Più di duecento casi confermati e tre morti: in Spagna è epidemia listeriosi

Il ministero della Salute spagnolo ha lanciato l’allerta internazionale dopo che più di 200 persone sono state colpite dal batterio Listeria monocytogenes.

L’origine dell’epidemia è stata individuato in Andalusia (al sud della Spagna) nella contaminazione di alcuni lotti di carne di maiale a marchio “La Mechá”.

Purtruppo i morti accertati sono già 3 e considerato il lungo tempo di incubazione della Listeria (che può arrivare fino a 70 giorni), non si escludono casi di contagio, soprattutto tra turisti stranieri a ritorno dalle vacanze.

Cos’è la Listeriosi?

La listeriosi è una malattia infettiva trasmessa tramite gli alimenti, pertanto è una tossinfezione alimentare. Il patogeno responsabile di tale malattia è Listeria Monocytogees, batterio presente nell’acqua e nel suolo, capace quindi di poter contaminare facilmente ortaggi e verdure, e di conseguenza animali e umani.

Come avviene il contagio?

Il contagio può avvenire o tramite consumo di alimenti contaminati o anche attraverso il contatto con animali o persone affette; causando sintomi lievi come nausea, vomito, diarrea, o gravi come meningite e relative complicazioni.

Prevenzione

Per prevenire la listeriosi è importante sottoporre gli alimenti a cottura ad una temperatura superiore ai 65°C, seguire le buone prassi igieniche ed accettarsi che la temperatura degli alimenti, durante la fase di conservazione, sia inferiore a 5°C.
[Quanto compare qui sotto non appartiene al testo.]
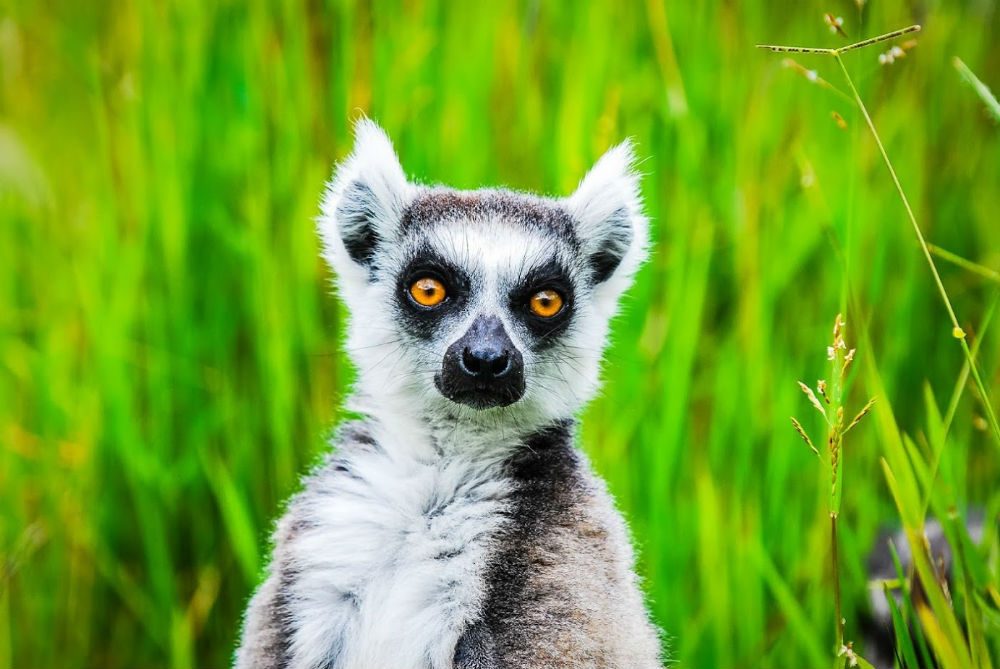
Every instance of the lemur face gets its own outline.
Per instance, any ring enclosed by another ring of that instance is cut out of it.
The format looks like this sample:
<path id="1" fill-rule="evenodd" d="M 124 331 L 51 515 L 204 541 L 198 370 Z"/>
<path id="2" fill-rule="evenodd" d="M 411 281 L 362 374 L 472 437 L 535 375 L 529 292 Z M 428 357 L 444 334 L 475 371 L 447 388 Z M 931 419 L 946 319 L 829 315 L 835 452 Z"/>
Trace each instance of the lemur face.
<path id="1" fill-rule="evenodd" d="M 644 255 L 629 146 L 548 199 L 411 184 L 374 123 L 356 134 L 320 233 L 361 393 L 470 420 L 572 415 Z"/>

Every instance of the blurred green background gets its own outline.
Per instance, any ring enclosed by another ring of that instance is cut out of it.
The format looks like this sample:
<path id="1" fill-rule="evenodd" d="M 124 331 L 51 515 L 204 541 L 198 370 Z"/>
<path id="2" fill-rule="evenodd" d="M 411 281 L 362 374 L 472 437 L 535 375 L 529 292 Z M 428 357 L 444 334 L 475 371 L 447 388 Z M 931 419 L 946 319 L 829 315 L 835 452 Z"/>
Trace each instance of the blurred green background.
<path id="1" fill-rule="evenodd" d="M 871 343 L 850 406 L 879 381 L 920 446 L 925 388 L 943 410 L 963 358 L 862 118 L 754 48 L 843 44 L 824 12 L 852 39 L 924 25 L 892 65 L 889 44 L 845 60 L 929 240 L 1000 268 L 1000 127 L 951 64 L 1000 87 L 989 0 L 0 0 L 0 667 L 229 662 L 352 374 L 313 218 L 361 113 L 459 187 L 566 194 L 636 139 L 655 248 L 583 447 L 681 666 L 829 666 L 825 479 L 789 425 L 821 419 L 796 381 L 849 307 Z M 1000 284 L 940 264 L 978 340 Z M 897 518 L 879 434 L 844 453 L 848 638 Z M 936 489 L 995 518 L 998 481 L 969 388 Z"/>

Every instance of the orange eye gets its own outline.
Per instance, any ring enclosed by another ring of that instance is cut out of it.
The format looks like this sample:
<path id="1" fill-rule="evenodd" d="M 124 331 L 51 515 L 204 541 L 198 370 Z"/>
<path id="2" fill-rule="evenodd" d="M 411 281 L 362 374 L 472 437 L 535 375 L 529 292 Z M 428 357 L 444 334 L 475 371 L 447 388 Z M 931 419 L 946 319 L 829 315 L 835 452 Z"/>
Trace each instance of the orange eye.
<path id="1" fill-rule="evenodd" d="M 562 311 L 562 295 L 554 290 L 540 290 L 528 303 L 531 313 L 542 318 L 552 318 Z"/>
<path id="2" fill-rule="evenodd" d="M 429 276 L 410 284 L 410 297 L 423 307 L 436 307 L 444 302 L 445 295 L 444 284 Z"/>

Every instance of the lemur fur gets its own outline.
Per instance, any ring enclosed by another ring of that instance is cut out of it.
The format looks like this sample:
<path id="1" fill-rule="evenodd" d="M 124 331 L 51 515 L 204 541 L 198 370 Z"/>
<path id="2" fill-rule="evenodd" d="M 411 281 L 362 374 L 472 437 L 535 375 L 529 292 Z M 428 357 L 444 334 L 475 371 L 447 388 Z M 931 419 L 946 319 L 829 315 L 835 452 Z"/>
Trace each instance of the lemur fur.
<path id="1" fill-rule="evenodd" d="M 362 418 L 278 522 L 236 667 L 661 667 L 628 529 L 573 444 L 645 257 L 630 145 L 550 199 L 411 183 L 377 125 L 355 132 L 318 227 Z"/>

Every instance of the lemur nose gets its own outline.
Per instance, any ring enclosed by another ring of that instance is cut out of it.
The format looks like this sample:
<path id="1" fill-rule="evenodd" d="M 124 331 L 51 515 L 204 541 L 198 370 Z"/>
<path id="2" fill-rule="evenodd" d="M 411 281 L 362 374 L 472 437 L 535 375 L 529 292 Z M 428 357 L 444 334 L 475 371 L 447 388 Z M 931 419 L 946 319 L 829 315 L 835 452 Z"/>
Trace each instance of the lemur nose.
<path id="1" fill-rule="evenodd" d="M 510 351 L 466 347 L 462 351 L 462 366 L 472 376 L 484 380 L 499 379 L 510 371 Z"/>
<path id="2" fill-rule="evenodd" d="M 524 395 L 524 357 L 496 316 L 477 316 L 445 351 L 434 378 L 450 400 L 476 409 L 508 406 Z"/>

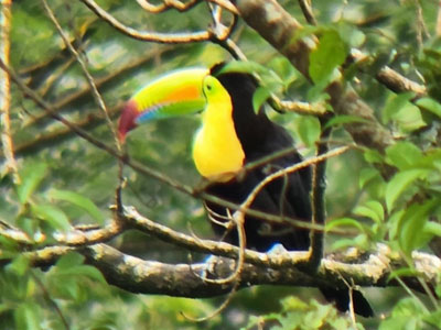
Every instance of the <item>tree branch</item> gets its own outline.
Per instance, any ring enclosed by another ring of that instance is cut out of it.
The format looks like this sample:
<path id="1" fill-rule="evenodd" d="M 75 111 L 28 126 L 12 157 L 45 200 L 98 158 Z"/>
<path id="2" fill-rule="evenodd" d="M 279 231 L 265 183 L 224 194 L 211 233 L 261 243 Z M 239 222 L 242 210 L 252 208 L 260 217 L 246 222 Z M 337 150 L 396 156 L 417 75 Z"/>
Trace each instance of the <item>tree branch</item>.
<path id="1" fill-rule="evenodd" d="M 237 248 L 236 248 L 237 249 Z M 196 276 L 206 270 L 205 264 L 165 264 L 143 261 L 123 254 L 106 244 L 96 244 L 85 248 L 51 246 L 35 252 L 28 252 L 33 266 L 50 266 L 69 251 L 77 251 L 86 256 L 88 264 L 101 271 L 107 282 L 119 288 L 150 295 L 169 295 L 187 298 L 207 298 L 227 294 L 230 285 L 208 283 Z M 248 253 L 249 251 L 246 251 Z M 256 253 L 256 252 L 255 252 Z M 279 255 L 266 255 L 269 264 L 277 264 Z M 441 260 L 421 252 L 413 253 L 416 270 L 423 276 L 430 287 L 437 285 L 437 274 L 441 272 Z M 3 261 L 2 264 L 8 263 Z M 318 273 L 308 274 L 292 266 L 271 267 L 246 263 L 240 274 L 239 288 L 254 285 L 290 285 L 308 287 L 345 287 L 345 278 L 358 286 L 397 286 L 397 282 L 389 282 L 390 274 L 406 267 L 407 264 L 394 254 L 386 245 L 378 245 L 378 251 L 370 254 L 363 263 L 345 263 L 327 256 L 323 260 Z M 235 268 L 235 262 L 220 258 L 211 274 L 215 277 L 225 277 Z M 336 276 L 337 275 L 337 276 Z M 402 277 L 409 287 L 421 290 L 416 277 Z"/>
<path id="2" fill-rule="evenodd" d="M 299 37 L 303 26 L 275 0 L 238 0 L 236 7 L 250 28 L 309 78 L 309 55 L 318 43 L 314 36 Z M 390 133 L 377 122 L 373 109 L 354 89 L 336 80 L 326 90 L 331 96 L 335 113 L 367 119 L 363 123 L 346 125 L 346 130 L 356 143 L 378 151 L 384 151 L 392 143 Z"/>
<path id="3" fill-rule="evenodd" d="M 107 22 L 110 26 L 136 40 L 155 42 L 155 43 L 165 43 L 165 44 L 180 44 L 180 43 L 209 41 L 213 36 L 213 32 L 209 29 L 206 31 L 192 32 L 192 33 L 158 33 L 158 32 L 138 31 L 130 26 L 126 26 L 125 24 L 119 22 L 110 13 L 100 8 L 94 0 L 80 0 L 80 1 L 84 4 L 86 4 L 93 12 L 95 12 L 95 14 L 98 18 Z M 222 35 L 222 38 L 227 38 L 229 33 L 230 29 L 226 29 Z"/>

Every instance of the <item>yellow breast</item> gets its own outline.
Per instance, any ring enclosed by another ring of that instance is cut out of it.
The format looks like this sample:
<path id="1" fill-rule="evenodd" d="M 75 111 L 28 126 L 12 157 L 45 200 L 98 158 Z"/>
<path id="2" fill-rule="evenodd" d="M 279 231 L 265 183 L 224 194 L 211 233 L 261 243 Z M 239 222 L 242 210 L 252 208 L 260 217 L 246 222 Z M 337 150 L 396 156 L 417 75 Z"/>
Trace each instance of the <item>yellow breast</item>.
<path id="1" fill-rule="evenodd" d="M 193 160 L 198 173 L 213 182 L 229 180 L 240 170 L 245 160 L 233 122 L 232 101 L 228 92 L 222 89 L 215 97 L 207 95 L 202 127 L 193 144 Z"/>

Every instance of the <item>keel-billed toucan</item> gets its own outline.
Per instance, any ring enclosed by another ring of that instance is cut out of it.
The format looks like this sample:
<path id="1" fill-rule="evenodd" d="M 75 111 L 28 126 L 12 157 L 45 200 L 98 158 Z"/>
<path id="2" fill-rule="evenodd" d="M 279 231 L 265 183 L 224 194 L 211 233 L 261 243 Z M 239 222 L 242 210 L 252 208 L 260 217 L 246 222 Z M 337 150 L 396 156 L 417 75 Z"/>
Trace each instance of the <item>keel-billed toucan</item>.
<path id="1" fill-rule="evenodd" d="M 294 150 L 263 165 L 240 173 L 250 162 L 293 146 L 284 128 L 268 119 L 263 109 L 255 111 L 252 96 L 256 79 L 232 72 L 225 64 L 211 69 L 178 70 L 154 80 L 137 92 L 126 105 L 119 121 L 119 138 L 151 118 L 202 112 L 202 125 L 193 143 L 193 161 L 198 173 L 211 182 L 206 191 L 240 205 L 251 190 L 269 174 L 301 162 Z M 237 175 L 239 174 L 240 175 Z M 251 209 L 270 215 L 311 221 L 311 169 L 305 167 L 268 184 L 256 197 Z M 237 231 L 225 232 L 219 222 L 234 213 L 225 207 L 206 201 L 214 231 L 225 241 L 238 244 Z M 246 246 L 267 252 L 279 243 L 289 251 L 308 250 L 309 231 L 291 226 L 268 223 L 259 218 L 245 218 Z M 340 310 L 349 306 L 348 289 L 321 288 L 327 300 Z M 372 316 L 373 310 L 363 295 L 353 292 L 354 310 Z"/>

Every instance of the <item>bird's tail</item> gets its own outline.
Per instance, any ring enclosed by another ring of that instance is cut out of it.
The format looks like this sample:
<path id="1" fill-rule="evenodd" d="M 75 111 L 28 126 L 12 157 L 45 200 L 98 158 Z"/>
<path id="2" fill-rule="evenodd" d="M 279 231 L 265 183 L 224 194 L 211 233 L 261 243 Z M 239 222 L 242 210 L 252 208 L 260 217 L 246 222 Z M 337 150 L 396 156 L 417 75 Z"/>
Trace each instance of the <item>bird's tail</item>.
<path id="1" fill-rule="evenodd" d="M 348 288 L 330 288 L 330 287 L 321 287 L 323 296 L 330 302 L 335 302 L 335 307 L 340 311 L 347 311 L 349 309 L 349 289 Z M 372 309 L 369 302 L 363 296 L 363 294 L 358 290 L 352 292 L 352 299 L 354 306 L 354 312 L 363 316 L 365 318 L 373 317 L 374 310 Z"/>

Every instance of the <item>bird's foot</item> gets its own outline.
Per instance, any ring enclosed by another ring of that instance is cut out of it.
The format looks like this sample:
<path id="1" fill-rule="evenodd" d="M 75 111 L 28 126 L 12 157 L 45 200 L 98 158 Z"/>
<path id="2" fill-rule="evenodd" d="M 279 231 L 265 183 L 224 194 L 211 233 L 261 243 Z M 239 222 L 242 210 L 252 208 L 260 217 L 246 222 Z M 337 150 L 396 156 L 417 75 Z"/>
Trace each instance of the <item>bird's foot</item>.
<path id="1" fill-rule="evenodd" d="M 215 267 L 216 267 L 216 264 L 218 263 L 218 261 L 219 261 L 219 257 L 216 255 L 208 255 L 205 258 L 204 268 L 201 272 L 202 279 L 213 278 L 213 275 L 215 274 Z"/>
<path id="2" fill-rule="evenodd" d="M 286 255 L 289 254 L 289 251 L 284 249 L 284 246 L 280 243 L 276 243 L 267 251 L 269 255 Z"/>

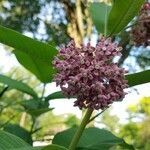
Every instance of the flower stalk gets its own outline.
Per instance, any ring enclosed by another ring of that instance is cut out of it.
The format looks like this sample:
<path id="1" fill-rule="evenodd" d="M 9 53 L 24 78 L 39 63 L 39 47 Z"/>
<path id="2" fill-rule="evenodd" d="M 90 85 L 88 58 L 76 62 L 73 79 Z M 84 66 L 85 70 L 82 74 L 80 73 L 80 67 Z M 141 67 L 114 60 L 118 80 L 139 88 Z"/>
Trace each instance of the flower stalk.
<path id="1" fill-rule="evenodd" d="M 92 112 L 93 112 L 93 109 L 89 108 L 87 109 L 87 112 L 79 126 L 79 128 L 77 129 L 72 141 L 71 141 L 71 144 L 69 146 L 69 150 L 75 150 L 81 136 L 82 136 L 82 133 L 86 127 L 86 125 L 88 124 L 89 120 L 90 120 L 90 117 L 92 115 Z"/>

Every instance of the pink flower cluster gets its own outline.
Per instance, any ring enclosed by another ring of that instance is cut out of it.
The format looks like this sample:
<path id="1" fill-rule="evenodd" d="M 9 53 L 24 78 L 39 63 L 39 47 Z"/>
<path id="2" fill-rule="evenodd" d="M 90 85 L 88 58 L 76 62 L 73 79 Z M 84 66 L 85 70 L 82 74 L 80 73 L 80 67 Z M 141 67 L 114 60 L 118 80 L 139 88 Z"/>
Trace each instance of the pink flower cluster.
<path id="1" fill-rule="evenodd" d="M 102 37 L 96 47 L 90 43 L 76 47 L 71 41 L 53 61 L 54 81 L 67 97 L 77 98 L 74 105 L 80 109 L 104 109 L 125 96 L 125 70 L 112 63 L 120 50 L 110 38 Z"/>

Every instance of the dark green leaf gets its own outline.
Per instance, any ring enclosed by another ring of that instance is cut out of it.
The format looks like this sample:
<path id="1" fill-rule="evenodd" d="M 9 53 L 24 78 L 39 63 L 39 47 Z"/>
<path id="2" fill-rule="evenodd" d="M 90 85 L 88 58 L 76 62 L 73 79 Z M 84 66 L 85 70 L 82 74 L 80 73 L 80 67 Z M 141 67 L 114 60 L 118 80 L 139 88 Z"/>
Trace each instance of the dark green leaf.
<path id="1" fill-rule="evenodd" d="M 138 14 L 143 2 L 144 0 L 115 0 L 108 19 L 109 34 L 123 30 Z"/>
<path id="2" fill-rule="evenodd" d="M 126 75 L 130 87 L 150 82 L 150 70 Z"/>
<path id="3" fill-rule="evenodd" d="M 111 6 L 105 3 L 91 3 L 90 13 L 98 32 L 107 35 L 107 21 Z"/>
<path id="4" fill-rule="evenodd" d="M 31 150 L 32 147 L 19 137 L 0 130 L 0 150 Z"/>
<path id="5" fill-rule="evenodd" d="M 2 26 L 0 26 L 0 42 L 13 47 L 19 62 L 42 82 L 47 83 L 52 80 L 54 73 L 52 60 L 57 53 L 53 46 Z"/>
<path id="6" fill-rule="evenodd" d="M 25 142 L 29 143 L 30 145 L 32 145 L 32 137 L 29 131 L 27 131 L 26 129 L 20 127 L 17 124 L 7 124 L 4 127 L 4 130 L 14 134 L 18 137 L 20 137 L 21 139 L 23 139 Z"/>
<path id="7" fill-rule="evenodd" d="M 67 149 L 65 147 L 60 146 L 60 145 L 52 144 L 52 145 L 49 145 L 47 147 L 44 147 L 41 150 L 67 150 Z"/>
<path id="8" fill-rule="evenodd" d="M 7 76 L 0 75 L 0 82 L 8 85 L 11 88 L 17 89 L 24 93 L 27 93 L 33 97 L 37 97 L 37 94 L 34 92 L 34 90 L 32 88 L 30 88 L 27 84 L 25 84 L 21 81 L 17 81 L 17 80 L 9 78 Z"/>
<path id="9" fill-rule="evenodd" d="M 45 97 L 45 100 L 48 101 L 52 99 L 61 99 L 61 98 L 66 98 L 66 96 L 64 96 L 64 94 L 61 91 L 59 91 L 48 95 L 47 97 Z"/>
<path id="10" fill-rule="evenodd" d="M 68 148 L 75 132 L 76 128 L 71 128 L 60 132 L 55 135 L 52 143 L 62 145 Z M 87 128 L 84 130 L 83 135 L 79 140 L 77 149 L 108 150 L 113 146 L 121 144 L 126 143 L 123 139 L 116 137 L 107 130 L 98 128 Z"/>

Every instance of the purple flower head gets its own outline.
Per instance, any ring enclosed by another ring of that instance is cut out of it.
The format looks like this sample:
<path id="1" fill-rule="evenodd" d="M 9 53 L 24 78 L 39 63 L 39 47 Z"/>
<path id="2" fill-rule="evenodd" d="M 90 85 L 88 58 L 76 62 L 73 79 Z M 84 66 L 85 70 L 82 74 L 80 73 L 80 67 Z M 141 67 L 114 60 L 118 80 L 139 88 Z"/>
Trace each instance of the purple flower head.
<path id="1" fill-rule="evenodd" d="M 104 109 L 125 96 L 126 71 L 112 63 L 121 49 L 104 37 L 96 47 L 88 43 L 79 48 L 70 41 L 53 61 L 57 69 L 54 81 L 67 97 L 77 98 L 74 105 L 80 109 Z"/>

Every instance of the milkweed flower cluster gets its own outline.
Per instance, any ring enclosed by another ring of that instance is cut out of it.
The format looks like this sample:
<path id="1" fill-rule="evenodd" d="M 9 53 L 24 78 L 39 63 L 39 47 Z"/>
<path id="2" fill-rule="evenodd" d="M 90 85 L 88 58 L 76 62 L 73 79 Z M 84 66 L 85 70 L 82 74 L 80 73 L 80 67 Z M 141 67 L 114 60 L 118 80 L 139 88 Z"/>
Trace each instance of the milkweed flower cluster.
<path id="1" fill-rule="evenodd" d="M 131 30 L 131 38 L 135 46 L 150 45 L 150 3 L 146 2 L 137 18 L 137 25 Z"/>
<path id="2" fill-rule="evenodd" d="M 67 97 L 76 97 L 75 106 L 104 109 L 125 96 L 126 71 L 112 63 L 121 47 L 102 37 L 93 47 L 76 47 L 72 40 L 60 49 L 53 64 L 57 70 L 54 81 Z"/>

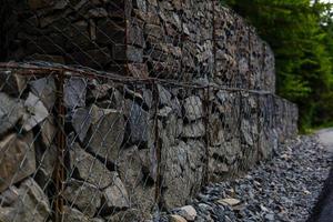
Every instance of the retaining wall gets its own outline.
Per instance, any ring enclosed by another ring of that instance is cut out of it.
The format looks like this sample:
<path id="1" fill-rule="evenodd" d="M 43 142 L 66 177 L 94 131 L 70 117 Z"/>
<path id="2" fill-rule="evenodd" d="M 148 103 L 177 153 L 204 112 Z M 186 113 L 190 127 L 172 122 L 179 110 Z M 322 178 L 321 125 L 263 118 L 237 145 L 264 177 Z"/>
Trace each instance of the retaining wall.
<path id="1" fill-rule="evenodd" d="M 216 1 L 6 6 L 0 220 L 151 219 L 297 133 L 270 47 Z"/>

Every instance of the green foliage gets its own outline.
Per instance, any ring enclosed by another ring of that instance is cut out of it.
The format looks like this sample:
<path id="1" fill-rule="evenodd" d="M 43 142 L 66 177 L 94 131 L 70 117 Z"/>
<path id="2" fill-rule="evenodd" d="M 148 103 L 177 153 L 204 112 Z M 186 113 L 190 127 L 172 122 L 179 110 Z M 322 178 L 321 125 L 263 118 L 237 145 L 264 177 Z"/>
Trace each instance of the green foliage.
<path id="1" fill-rule="evenodd" d="M 275 53 L 278 93 L 296 102 L 300 129 L 333 122 L 333 10 L 312 0 L 223 0 Z"/>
L’igiene degli ambienti, delle superfici e del personale è fondamentale per contenere il rischio di contaminazione crociata; quotidianamente e al termine di ogni operazione è necessario pulire e sanificare tutti gli utensili e le attrezzature utilizzate con l’ausilio di detergenti e sanificanti conformi alla normativa del settore alimentare.